Bauernopfer: Lichthaus' zweiter Fall (German Edition)
»Säufervisage, was?« Ihre Stimme war brüchig wie altes Pergament, doch die Pupillen starrten stahlhart aus einer von roten Adern umgebenen Iris. Sein Handy verschonte ihn davor, eine Antwort geben zu müssen. Erst beim zweiten Läuten erkannte er seinen neuen Klingelton und beeilte sich dranzugehen, denn in einem Rückfall in längst vergangene Tage hatte er gestern »Overkill« von Motörhead ausgewählt. Der Hardrock hackte völlig unpassend in die Situation.
Es war Siran: »Chef?«
»Ja.«
»Ich habe zwei Drohbriefe bei den Unterlagen aus Görgens Schreibtisch gefunden.«
Lichthaus schielte zu seinen Gegenübern. Die beiden lauschten auf jedes Wort. »Schick mir sofort Kopien. Ich kann jetzt nicht sprechen.« Er beendete das Gespräch und wandte sich Renate Görgen zu: »Es tut mir sehr leid, was mit Ihrem Mann geschehen ist.« Ihre Augen begannen zu schwimmen, und eine einzelne Träne kullerte über ihre Wange. »Trotzdem muss ich einige Fragen mit Ihnen klären.« Sie nickte leicht. »Wann hat er am Abend seines Todes das Haus verlassen?«
»Ich weiß gar nichts. Ich habe mich besoffen. Hart und schnell, so wie immer.«
»Hat es dafür einen besonderen Grund gegeben?«
»Einen Grund brauche ich schon lange nicht mehr. Eiern Sie nicht so rum, die Alkoholikerin sieht man mir auf hundert Meter an. Nur war es zuletzt noch schlimmer. Mein ...«
»Mama, ich glaube nicht, dass ...« Alexander unterbrach seine Mutter in eindringlichem Ton, doch sie hob eine zitternde Hand und fuhr fort: »Horst hat mich vor zehn Tagen das erste Mal in über vierzig Jahren Ehe geschlagen.« Ihr Blick irrte herum und heftete sich dann auf die Schrankwand. Das Zittern nahm zu und Lichthaus vermutete hier ihren Alkoholvorrat.
»Warum?«
Unbewusst griffen ihre Finger die Tischdecke und begannen diese mechanisch zu falten und wieder auseinanderzuklappen. Ihre Hände waren übersät mit Pigmentflecken, wie sie normalerweise nur sehr alte Menschen haben. »Ich, nun ich ...«, sie schlang die Arme eng um den Oberkörper, wippte leicht vor und zurück und schluchzte.
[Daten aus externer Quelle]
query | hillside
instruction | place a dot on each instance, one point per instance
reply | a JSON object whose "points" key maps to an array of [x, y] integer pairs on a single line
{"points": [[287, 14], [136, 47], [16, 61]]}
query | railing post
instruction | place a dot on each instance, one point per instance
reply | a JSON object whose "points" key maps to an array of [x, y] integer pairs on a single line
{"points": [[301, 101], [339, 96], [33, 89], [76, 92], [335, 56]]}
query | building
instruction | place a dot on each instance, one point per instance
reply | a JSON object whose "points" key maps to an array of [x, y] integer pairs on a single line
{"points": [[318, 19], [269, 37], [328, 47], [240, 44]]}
»Hören Sie auf. Ich befehle Ihnen aufzuhören! Sie versündigen sich mit Ihren Unterstellungen.« Alexander sprang auf.
»Ich breche sofort ab, wenn Ihre Mutter mich darum bittet.«
»Nein, Sie verschwinden auf der Stelle. Sie hat nichts mit dem Mord zu tun.« Er fuchtelte wild mit seinem Zeigefinger hin und her.
»Das habe ich auch nicht gesagt. Würden Sie uns bitte allein lassen. Ich verspreche, sobald ...«
»Schluss jetzt. Raus!« Er brüllte und griff nach Lichthaus’ Arm, doch der entzog sich und stand ebenfalls auf. »Reißen Sie sich zusammen, sonst nehme ich Sie fest!« Lichthaus spannte die Muskeln.
»Das wagen Sie nicht.«
»Alexander, geh!« Renate Görgens Stimme vibrierte, klang aber entschlossen, obwohl sie einem Zusammenbruch nahe schien. Nach langen Sekunden verließ Görgen wutschnaubend das Zimmer. Die Tür knallte, und es herrschte Ruhe.
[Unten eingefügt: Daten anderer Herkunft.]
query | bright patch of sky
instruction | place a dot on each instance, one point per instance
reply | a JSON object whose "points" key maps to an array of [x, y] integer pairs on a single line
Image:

»Für ihn ist es in letzter Zeit auch nicht rosig. Setzen Sie sich bitte, Herr Kommissar.« Sie schloss die Augen und das Zittern wurde zum Schüttelfrost. »Tut mir leid, ich habe Ihren Namen vergessen. Können wir es kurz machen, ich bin am Entgiften, mir geht es nicht so gut.«
»In Ordnung. Sie waren also am Tatabend stark alkoholisiert und besitzen keine Erinnerungen an den Ablauf?«
Sie nickte. »Elzbieta ist dann morgens in mein Zimmer gekommen – mein Mann und ich, wir schlafen getrennt – und hat mir erzählt, dass man Horst tot aufgefunden hat.« Ihre Nase lief, doch sie schien den Rotz auf ihrer Oberlippe nicht zu bemerken. »Eigentlich bin ich erst mittags zu mir gekommen.«
Lichthaus’ Handy piepste. »Entschuldigung.«
Er öffnete die Datei und sah das Schreiben en miniature vor sich, während Renate Görgen auf dem Sofa wegdämmerte.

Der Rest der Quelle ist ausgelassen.